Is there anything that can be done to forestall the oblivion that awaits the salmon? Well, yes. It of course calls for sacrifice. It calls for determination. It demands an acknowledgment that there are things in this world that are of equal importance to us. Currently underway here in Oregon is a plan designed to save the coastal coho salmon. Why this plan may work, has more to do with fear than with a shared belief that they are one of god's creatures and worthy of fair and decent treatment.
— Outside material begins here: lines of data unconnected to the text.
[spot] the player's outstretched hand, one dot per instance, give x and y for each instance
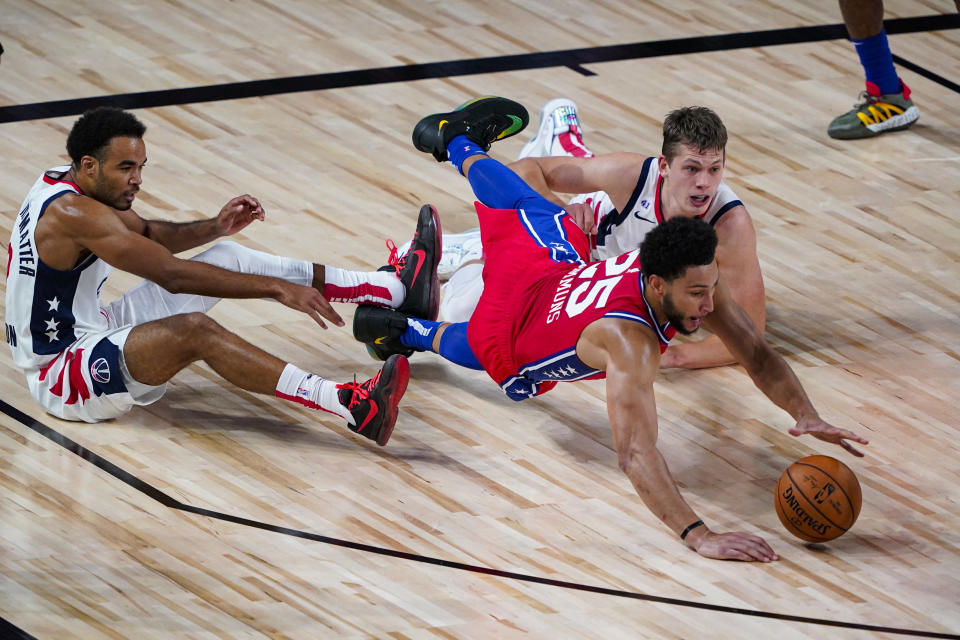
(828, 433)
(583, 215)
(310, 301)
(238, 213)
(734, 546)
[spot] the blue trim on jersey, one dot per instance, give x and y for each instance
(546, 228)
(626, 315)
(723, 210)
(658, 329)
(615, 218)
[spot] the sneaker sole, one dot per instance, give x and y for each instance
(429, 220)
(396, 371)
(434, 304)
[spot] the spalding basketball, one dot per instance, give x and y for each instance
(818, 498)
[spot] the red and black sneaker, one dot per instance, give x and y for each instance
(417, 268)
(373, 404)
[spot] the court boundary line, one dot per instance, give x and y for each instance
(168, 501)
(12, 631)
(573, 59)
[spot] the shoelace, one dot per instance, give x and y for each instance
(865, 99)
(360, 390)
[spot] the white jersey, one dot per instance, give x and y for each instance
(48, 309)
(622, 231)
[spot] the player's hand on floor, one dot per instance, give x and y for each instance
(734, 546)
(238, 213)
(583, 215)
(310, 301)
(828, 433)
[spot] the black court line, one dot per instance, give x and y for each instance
(571, 58)
(10, 631)
(173, 503)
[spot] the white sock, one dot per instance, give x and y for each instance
(376, 287)
(311, 391)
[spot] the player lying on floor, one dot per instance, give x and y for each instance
(548, 315)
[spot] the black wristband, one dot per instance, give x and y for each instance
(691, 527)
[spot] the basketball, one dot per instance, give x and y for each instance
(818, 498)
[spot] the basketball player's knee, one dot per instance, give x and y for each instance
(197, 327)
(226, 254)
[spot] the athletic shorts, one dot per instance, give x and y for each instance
(524, 248)
(89, 382)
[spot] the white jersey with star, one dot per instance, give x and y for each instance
(622, 231)
(47, 309)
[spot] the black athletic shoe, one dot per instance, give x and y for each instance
(373, 404)
(380, 328)
(417, 268)
(483, 120)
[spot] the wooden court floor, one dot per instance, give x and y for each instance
(219, 514)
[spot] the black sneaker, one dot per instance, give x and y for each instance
(380, 328)
(373, 404)
(417, 268)
(483, 120)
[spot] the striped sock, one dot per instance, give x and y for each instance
(311, 391)
(370, 287)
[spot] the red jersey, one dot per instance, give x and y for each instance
(539, 296)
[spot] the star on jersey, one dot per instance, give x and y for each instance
(563, 372)
(52, 332)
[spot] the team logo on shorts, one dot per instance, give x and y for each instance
(100, 370)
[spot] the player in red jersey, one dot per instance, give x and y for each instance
(548, 315)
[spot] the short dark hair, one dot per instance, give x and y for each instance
(92, 132)
(697, 127)
(676, 244)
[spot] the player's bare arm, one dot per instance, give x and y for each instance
(615, 173)
(737, 259)
(182, 236)
(770, 372)
(629, 353)
(76, 225)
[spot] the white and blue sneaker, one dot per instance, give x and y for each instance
(458, 249)
(560, 132)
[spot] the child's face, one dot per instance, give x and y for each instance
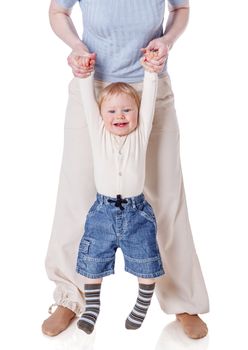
(120, 114)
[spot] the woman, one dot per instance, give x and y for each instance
(118, 32)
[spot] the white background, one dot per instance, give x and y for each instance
(208, 68)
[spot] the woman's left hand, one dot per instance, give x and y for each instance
(155, 55)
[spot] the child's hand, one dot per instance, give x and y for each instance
(82, 62)
(148, 57)
(155, 55)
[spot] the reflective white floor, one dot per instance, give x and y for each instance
(171, 337)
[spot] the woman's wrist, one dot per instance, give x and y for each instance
(79, 46)
(167, 40)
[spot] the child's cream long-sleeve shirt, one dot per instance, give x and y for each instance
(119, 161)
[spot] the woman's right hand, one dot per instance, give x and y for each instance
(81, 62)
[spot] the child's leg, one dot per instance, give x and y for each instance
(88, 319)
(138, 314)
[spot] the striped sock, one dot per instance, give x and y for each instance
(138, 314)
(92, 308)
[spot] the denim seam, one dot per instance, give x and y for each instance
(88, 258)
(142, 261)
(143, 275)
(97, 275)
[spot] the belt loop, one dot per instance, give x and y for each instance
(100, 196)
(133, 203)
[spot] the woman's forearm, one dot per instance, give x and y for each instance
(63, 26)
(176, 24)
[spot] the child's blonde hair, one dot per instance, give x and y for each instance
(117, 89)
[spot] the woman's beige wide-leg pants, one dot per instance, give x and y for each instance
(182, 289)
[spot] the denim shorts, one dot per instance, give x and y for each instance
(131, 228)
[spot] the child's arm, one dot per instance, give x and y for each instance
(148, 101)
(90, 106)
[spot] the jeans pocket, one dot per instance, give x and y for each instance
(84, 246)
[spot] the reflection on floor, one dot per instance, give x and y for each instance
(172, 337)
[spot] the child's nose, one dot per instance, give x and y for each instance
(121, 116)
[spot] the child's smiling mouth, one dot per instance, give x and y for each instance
(121, 125)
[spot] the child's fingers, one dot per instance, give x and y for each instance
(158, 62)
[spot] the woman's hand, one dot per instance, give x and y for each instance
(155, 55)
(81, 62)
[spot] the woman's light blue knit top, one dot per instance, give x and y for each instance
(116, 30)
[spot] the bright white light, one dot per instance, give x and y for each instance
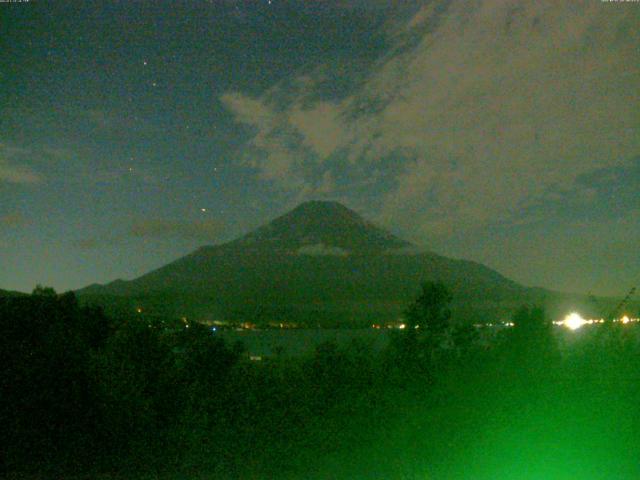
(574, 321)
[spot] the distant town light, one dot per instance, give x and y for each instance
(574, 321)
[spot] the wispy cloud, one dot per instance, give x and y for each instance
(487, 106)
(14, 168)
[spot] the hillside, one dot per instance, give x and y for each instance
(320, 263)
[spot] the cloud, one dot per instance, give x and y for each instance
(13, 168)
(157, 229)
(488, 108)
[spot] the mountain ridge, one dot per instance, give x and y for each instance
(319, 261)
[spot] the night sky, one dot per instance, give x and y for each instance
(505, 132)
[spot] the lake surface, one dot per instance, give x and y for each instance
(300, 342)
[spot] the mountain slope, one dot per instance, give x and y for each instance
(319, 263)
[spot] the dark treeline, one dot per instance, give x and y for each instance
(87, 395)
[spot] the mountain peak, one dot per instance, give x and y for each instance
(322, 226)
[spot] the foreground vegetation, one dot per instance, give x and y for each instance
(87, 395)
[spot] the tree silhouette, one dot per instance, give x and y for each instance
(430, 311)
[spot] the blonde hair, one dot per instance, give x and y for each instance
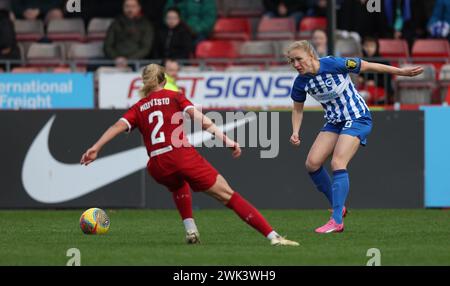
(302, 45)
(152, 76)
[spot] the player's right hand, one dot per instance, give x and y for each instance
(89, 156)
(236, 150)
(295, 140)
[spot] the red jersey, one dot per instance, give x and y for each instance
(159, 118)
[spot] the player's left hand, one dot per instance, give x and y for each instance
(411, 71)
(89, 156)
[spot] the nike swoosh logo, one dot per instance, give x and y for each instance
(47, 180)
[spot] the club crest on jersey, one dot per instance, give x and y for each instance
(351, 64)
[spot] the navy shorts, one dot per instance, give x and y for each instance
(360, 128)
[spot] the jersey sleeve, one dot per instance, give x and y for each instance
(348, 65)
(184, 103)
(130, 118)
(298, 94)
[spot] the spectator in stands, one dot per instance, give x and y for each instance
(319, 40)
(439, 23)
(199, 15)
(8, 44)
(377, 84)
(175, 39)
(130, 36)
(399, 16)
(54, 14)
(287, 8)
(38, 9)
(319, 9)
(172, 68)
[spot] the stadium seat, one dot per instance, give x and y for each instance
(65, 69)
(66, 30)
(444, 83)
(239, 8)
(309, 24)
(232, 29)
(394, 49)
(27, 70)
(257, 49)
(97, 28)
(431, 48)
(45, 54)
(29, 30)
(84, 51)
(347, 47)
(281, 47)
(243, 68)
(276, 29)
(281, 68)
(217, 49)
(432, 51)
(419, 89)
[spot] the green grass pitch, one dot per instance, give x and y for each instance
(156, 237)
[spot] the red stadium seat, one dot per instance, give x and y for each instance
(29, 30)
(27, 70)
(97, 28)
(391, 48)
(217, 49)
(431, 48)
(309, 24)
(276, 29)
(66, 30)
(431, 51)
(45, 54)
(312, 23)
(240, 8)
(232, 29)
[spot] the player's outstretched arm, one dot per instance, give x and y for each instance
(91, 154)
(297, 118)
(381, 68)
(209, 126)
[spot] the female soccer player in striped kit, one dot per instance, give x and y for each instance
(173, 162)
(348, 119)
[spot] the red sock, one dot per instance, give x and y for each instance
(249, 214)
(183, 200)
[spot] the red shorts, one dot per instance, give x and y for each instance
(182, 165)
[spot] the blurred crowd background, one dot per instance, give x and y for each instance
(240, 35)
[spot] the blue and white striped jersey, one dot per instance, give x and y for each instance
(333, 88)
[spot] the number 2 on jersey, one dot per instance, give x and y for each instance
(154, 139)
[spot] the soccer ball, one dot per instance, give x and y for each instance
(94, 221)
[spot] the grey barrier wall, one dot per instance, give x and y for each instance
(388, 173)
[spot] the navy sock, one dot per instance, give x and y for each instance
(322, 182)
(340, 188)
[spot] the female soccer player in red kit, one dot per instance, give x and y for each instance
(173, 162)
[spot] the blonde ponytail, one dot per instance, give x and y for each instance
(152, 76)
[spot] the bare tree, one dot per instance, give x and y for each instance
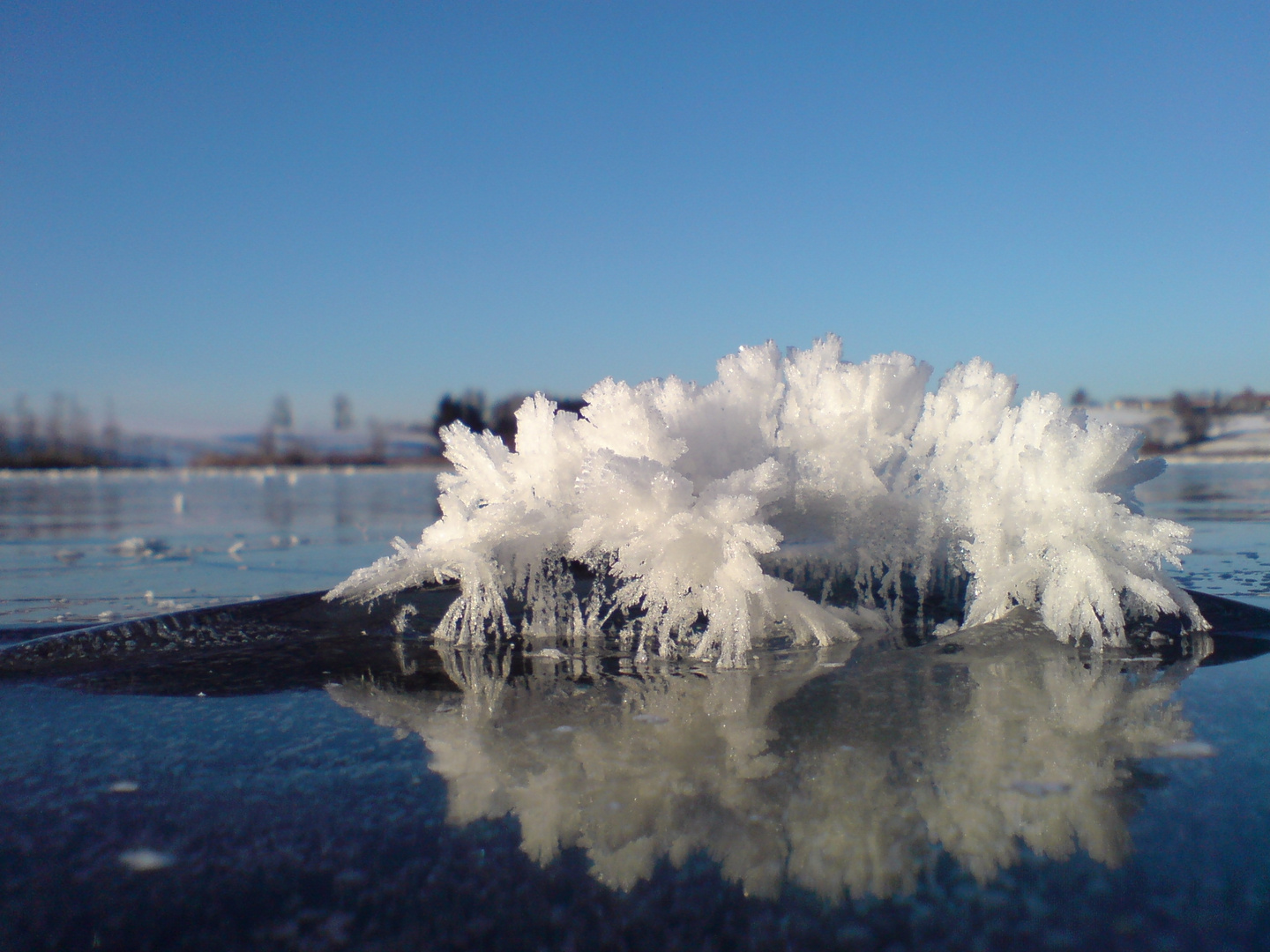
(343, 413)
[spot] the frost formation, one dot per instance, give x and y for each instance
(698, 509)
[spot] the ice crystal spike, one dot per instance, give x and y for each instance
(698, 504)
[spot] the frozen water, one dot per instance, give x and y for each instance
(706, 504)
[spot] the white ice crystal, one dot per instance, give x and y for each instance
(706, 504)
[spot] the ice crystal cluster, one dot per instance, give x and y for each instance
(693, 507)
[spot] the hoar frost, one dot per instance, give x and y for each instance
(700, 504)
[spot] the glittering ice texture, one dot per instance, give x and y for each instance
(695, 505)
In fear that the Endangered Species Act would be extended to the coastal coho salmon the timber industry, farmers and fishermen have consulted with our governor's staff and agreed to an ongoing set of restrictions aimed at building up depleted stocks. The way to do this will be adherence to timber harvest practice of buffer zones along streams, something that should have been done all along: The restoration of streams and spawning grounds ruined by non-compliance to the aforementioned buffer zones. It calls for farmers to pay more attention to how the streams and banks of those streams are affected by livestock. Fisherman, who have so far had to bare the brunt of dwindling stocks of salmon, will of course continue to do with less. And everyone will have to hope that this effort is not too late. There are monies forth coming both from the state treasury and from a tax on the timber industry. There are also a great number of people who are willing to work to see that this plan succeeds.
The only other option, and this is where the fear comes from, is the actual listing of the coho as an endangered species. If that were to happen it would in effect remove all property rights from the landowners,and farmers; halt logging on state, federal, and private lands. And the fishermen still wouldn't have any fish. So the Oregon plan will now demand that all connected stand up and do the right thing, which they should have been doing all along. In the 1980's Secretary of the Interior James Watt made the statement that it doesn't matter that we destroy the environment.
Well, I'm here to say that when we stand before the Great Spirit we, each one of us, will have to answer as to how we treated all of his creation. And he knows when we lie.